Closed stweil closed 7 months ago
@amitdo, @egorpugin, do you agree with the suggested renaming for all Tesseract repositories?
@AlexanderP, the planned renaming would also affect Debian and other distributions.
Yes, I agree.
I disagree doing it this way (as a rename). Users have known frk for a long time, despite its unfortunate naming. Since there is no actual Frankish model it could conflict with, in the interest of not breaking things for users, I suggest simply adding an alias instead of deleting the old name.

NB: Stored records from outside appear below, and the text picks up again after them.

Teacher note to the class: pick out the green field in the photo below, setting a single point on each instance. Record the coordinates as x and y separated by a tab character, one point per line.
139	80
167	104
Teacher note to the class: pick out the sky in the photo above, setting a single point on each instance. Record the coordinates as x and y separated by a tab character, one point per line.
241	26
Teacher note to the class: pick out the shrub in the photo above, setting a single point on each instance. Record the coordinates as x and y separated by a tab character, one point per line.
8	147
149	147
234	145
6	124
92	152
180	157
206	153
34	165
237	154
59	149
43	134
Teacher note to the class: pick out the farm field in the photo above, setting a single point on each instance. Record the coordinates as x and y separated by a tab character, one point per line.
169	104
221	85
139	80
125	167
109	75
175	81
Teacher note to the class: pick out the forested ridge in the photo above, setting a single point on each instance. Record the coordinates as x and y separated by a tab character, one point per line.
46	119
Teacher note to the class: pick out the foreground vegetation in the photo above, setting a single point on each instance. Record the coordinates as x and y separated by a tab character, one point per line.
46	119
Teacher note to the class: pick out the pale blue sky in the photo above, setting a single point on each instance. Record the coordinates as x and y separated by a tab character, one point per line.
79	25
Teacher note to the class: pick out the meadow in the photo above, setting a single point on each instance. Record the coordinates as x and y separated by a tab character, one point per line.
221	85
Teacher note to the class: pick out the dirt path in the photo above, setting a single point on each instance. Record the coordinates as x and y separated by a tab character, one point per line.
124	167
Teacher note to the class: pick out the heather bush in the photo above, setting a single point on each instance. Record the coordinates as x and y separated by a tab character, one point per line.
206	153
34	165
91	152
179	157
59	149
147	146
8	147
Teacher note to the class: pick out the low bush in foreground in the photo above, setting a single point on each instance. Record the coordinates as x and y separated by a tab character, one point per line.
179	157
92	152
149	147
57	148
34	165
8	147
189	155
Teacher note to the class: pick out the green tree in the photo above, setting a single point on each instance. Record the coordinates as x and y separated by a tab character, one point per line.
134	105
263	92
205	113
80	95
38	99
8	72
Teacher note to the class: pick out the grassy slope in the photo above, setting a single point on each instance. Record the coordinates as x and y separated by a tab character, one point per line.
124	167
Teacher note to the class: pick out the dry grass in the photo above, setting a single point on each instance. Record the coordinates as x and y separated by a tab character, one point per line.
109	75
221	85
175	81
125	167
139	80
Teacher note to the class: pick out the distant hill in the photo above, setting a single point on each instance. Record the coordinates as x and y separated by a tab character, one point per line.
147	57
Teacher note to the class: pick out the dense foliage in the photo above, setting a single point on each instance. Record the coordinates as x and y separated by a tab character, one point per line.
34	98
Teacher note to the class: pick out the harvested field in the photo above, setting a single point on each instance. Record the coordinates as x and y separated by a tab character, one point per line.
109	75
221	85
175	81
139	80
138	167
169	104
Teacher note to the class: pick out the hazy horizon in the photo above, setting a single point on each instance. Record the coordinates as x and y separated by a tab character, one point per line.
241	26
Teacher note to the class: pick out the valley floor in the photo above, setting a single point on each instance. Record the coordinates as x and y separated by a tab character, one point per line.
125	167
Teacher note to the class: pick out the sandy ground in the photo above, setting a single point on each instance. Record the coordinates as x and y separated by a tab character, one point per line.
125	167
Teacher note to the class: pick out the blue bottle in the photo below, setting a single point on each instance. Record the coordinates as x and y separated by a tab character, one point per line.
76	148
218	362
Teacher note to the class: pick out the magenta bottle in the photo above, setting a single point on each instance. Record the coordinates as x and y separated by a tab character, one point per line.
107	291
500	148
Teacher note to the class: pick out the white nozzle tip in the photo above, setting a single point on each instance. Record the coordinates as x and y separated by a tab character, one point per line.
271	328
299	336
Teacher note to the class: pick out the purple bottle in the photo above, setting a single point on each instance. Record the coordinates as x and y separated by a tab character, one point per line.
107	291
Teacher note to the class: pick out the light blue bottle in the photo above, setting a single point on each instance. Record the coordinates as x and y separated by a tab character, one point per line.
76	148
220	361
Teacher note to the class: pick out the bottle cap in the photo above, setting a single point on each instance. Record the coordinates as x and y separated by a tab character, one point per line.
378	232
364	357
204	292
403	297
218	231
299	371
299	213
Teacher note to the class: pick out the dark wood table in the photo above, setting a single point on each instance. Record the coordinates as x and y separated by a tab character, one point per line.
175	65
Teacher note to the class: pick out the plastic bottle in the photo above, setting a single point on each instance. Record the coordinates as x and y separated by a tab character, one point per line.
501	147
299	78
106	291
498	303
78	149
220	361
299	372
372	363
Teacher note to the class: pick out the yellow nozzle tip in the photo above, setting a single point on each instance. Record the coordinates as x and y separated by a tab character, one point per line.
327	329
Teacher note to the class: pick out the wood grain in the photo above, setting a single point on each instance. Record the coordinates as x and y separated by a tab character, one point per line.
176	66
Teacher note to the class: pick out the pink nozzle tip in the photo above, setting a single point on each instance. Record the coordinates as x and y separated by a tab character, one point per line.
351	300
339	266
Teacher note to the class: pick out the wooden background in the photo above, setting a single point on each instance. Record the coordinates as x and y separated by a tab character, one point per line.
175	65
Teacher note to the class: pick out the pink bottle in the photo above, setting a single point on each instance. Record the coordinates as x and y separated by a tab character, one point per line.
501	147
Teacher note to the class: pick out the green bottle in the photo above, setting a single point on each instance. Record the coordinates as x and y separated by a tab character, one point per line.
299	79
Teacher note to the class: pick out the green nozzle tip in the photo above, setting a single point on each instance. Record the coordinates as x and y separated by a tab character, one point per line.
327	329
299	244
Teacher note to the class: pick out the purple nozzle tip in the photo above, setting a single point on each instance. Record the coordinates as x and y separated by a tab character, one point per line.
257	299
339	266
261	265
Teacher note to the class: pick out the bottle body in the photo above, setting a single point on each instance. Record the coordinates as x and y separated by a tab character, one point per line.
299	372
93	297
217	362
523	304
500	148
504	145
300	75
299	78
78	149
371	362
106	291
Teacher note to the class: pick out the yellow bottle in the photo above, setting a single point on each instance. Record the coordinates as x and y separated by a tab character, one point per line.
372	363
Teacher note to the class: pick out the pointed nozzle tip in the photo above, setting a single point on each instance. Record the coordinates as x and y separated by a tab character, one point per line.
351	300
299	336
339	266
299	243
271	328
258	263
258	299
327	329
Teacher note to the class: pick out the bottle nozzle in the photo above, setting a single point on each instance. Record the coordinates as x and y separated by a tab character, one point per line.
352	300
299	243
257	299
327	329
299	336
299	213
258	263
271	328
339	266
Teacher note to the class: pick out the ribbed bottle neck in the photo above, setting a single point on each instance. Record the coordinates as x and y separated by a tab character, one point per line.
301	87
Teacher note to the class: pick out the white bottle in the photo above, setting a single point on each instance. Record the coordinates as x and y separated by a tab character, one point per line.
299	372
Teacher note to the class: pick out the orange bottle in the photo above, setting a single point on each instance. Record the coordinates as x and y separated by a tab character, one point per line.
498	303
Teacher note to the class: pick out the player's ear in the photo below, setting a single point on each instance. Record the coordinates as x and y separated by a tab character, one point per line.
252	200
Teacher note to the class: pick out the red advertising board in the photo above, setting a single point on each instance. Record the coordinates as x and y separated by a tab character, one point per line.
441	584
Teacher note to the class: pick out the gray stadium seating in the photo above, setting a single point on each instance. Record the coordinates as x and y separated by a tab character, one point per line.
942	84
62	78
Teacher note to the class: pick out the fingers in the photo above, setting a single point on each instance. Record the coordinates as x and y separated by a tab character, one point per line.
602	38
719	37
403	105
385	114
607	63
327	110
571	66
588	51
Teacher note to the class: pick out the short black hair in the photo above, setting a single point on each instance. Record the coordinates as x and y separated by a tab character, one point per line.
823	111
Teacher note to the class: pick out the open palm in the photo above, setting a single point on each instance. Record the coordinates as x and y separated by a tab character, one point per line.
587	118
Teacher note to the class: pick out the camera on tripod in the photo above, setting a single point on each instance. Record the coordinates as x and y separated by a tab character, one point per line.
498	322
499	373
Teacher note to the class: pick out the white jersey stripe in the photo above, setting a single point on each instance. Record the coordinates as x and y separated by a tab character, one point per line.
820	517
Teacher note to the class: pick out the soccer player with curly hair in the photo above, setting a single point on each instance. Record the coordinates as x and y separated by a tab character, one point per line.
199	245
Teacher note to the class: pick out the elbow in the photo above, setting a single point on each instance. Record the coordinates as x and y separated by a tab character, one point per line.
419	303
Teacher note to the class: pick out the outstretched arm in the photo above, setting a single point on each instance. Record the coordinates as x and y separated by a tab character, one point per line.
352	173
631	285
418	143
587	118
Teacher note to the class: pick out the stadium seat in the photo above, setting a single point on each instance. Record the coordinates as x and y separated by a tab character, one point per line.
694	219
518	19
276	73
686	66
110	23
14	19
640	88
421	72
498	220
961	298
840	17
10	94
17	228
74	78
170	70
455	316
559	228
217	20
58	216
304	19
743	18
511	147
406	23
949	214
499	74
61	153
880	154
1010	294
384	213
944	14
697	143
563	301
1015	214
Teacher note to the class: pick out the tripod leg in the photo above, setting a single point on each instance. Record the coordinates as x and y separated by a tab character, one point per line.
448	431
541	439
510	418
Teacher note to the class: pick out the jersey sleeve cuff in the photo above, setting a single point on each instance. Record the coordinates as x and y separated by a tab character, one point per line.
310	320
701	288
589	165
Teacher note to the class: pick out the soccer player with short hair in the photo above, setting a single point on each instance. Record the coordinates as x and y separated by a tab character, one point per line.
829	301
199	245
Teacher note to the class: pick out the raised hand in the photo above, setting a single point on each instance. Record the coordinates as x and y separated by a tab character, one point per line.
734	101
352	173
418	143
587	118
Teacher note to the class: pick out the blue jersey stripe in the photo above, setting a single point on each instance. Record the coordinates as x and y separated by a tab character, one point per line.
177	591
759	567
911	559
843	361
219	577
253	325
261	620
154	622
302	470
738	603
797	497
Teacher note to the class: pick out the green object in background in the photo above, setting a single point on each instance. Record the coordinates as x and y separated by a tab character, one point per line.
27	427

@bertsky, how would you add an alias?
I don't think that many users will experience a breakage by the renaming. German Fraktur is not relevant for most users of Tesseract, and those who use it either depend on tagged models which continue to provide frk
, or can fix their workflow by a trivial update.
how would you add an alias?
I guess the simplest way would be to symlink deu_latf to frk in the repo.
I agree, but maybe to set up a symlink first? Do we have similar version tags as in tesseract repo? For example, make a link until tess 6 release, remove symlink and rename after.
If this makes too much burden, just rename like this PR does. It is fine.
I guess the simplest way would be to symlink deu_latf to frk in the repo.
I agree, but maybe to set up a symlink first?
I created the symlink from the old frk to the new deu_latf for tessdata_fast and added a note there in the README. That should be sufficient for distributions and typical users who were always encouraged to use tessdata_fast.
Advanced users who want to run training won't have big problems with replacing frk by deu_latf.
I created the symlink from the old frk to the new deu_latf for tessdata_fast and added a note there in the README. That should be sufficient for distributions and typical users who were always encouraged to use tessdata_fast.
I cannot see frk
anymore. And the branch of this PR is already gone!
What you describe is the wrong direction of the link. I wrote _from deulatf to frk because that's how the old URLs would still work. With the symlink, you can browse on the Github UI and reference the file in a checkout, but not download directly.
I know that you suggested a symbolic link in the different direction, but we want to promote the new name as the standard, not the old one.
I know that you suggested a symbolic link in the different direction, but we want to promote the new name as the standard, not the old one.
The whole point of having the symlink is to keep the old URLs working. It's not about promoting anything. In your direction, there is no point of having the symlink at all.
Downloading from the main branch is never a good idea unless you are prepared to get different content or changing URLs. Use a tagged release or a branch, for example 4.1.0. https://raw.githubusercontent.com/tesseract-ocr/tessdata_fast/4.1.0/frk.traineddata still works. If necessary, we can add more tags or branches.
Information on different distributions:
@stweil what made you think that all model names in Tesseract must conform to ISO 639-3 in the first place?
What about ita_old, spa_old, kat_old, chi_tra, chi_sim, chi_sim_vert, jpn_vert, deu_frak, dan_frak and so forth?
IMO all the old names should at least be kept for backwards compatibility.
See related discussion https://github.com/tesseract-ocr/tesseract/issues/4201.
I think we should rename frk to deu_latf not only here, but also in all other Tesseract repositories (langdata, tessdata, tessdata_best, tessdata_fast, tessdoc) because "frk" was never an ISO name.